主人公フランツ-ヨーゼフ・ムーラウがオーストリアのヴォルフスエックへ妹の結婚式のために帰郷し、ローマに戻って来たとたんに両親と兄の訃報が届く。フランツ-ヨーゼフはガンべッティという青年の個人教授をして生計を立てているのだが、それは表向きで、生計を立てる必要性などなく、ローマでも一番豪華な部屋を借り、家からの仕送りで生きている。彼の家はオーストリアでは非常に裕福な旧家で農業経営者だから、そんなことが可能なのだ。偏狭な中欧の片田舎である故郷をゲオルグ叔父の導きで出て以来、ウィーン、ロンドン、ナポリなどを転々としたが、今は少数だが友人もいるローマに落ち着いている。
最初から最後まで故郷ヴォルフスエックへの呪詛が延々と綴られる。両親と兄、妹を心の底から憎み、軽蔑し、幼い頃の不平を並べていく。何一つ精神的なもののない、空っぽな家族を呪い続ける。カソリックの教義に縛られ、自由な精神もなく、哲学することもなく、ただひたすら経済的観点のみを考える、無意味な人たち。この小説は彼にとって、あまりに大きな「ヴォルフエック」という存在を自分の頭の中から「消去」するために綴っているのだ。世界を全面的に破壊し、否定してから、自分に耐えられると思う形で再生する、それが世界を変えるということ。
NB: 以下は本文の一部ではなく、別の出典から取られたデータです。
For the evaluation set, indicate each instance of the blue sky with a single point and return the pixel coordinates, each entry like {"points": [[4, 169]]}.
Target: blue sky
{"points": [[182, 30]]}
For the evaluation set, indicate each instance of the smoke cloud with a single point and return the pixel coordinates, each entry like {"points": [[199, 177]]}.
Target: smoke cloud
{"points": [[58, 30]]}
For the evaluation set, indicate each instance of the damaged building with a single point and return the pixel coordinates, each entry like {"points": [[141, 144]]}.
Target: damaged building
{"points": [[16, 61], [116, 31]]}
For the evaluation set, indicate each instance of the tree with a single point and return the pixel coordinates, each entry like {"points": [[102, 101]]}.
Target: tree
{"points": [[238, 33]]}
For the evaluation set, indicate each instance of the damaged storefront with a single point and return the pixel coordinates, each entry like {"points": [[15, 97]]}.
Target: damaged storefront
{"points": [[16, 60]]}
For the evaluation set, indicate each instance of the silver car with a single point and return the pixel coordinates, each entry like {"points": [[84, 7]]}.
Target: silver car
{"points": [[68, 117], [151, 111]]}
中欧的な凡庸さ、偏狭さを嫌い、南に憧れ、南の自由と開放的な精神を愛するのは、ドイツ文学の古典時代からの伝統であろう。だいたいゲーテからしてがそうだから。一度も改行のない文章を延々と読み続けるのはさすがに疲れるが、こちらの精神がきちんとしていないと、彼の憎しみと呪詛に耐えられない。読みづらいわけでも、つまらないわけでもないが、中断すると、きっかけがないと再度取り組みにくい本だと思う。できれば一気読みが良い。
一家の歴史を語るわけだから、当然ナチズムやカソリック教会への批判が噴出するが、それはほんの一部で、彼の攻撃のまとは写真、ドイツ人の肩書き主義、イタリアのブランド店をめぐる母親、聖職者の愛人のいる母親、書庫の鍵を開けようとしない家族、ありとあらゆるところへと広がる。舞台がオーストリアのため、ドイツとは少し違うけれど、なんだかとてもオーソドックスなドイツ文学なようだ。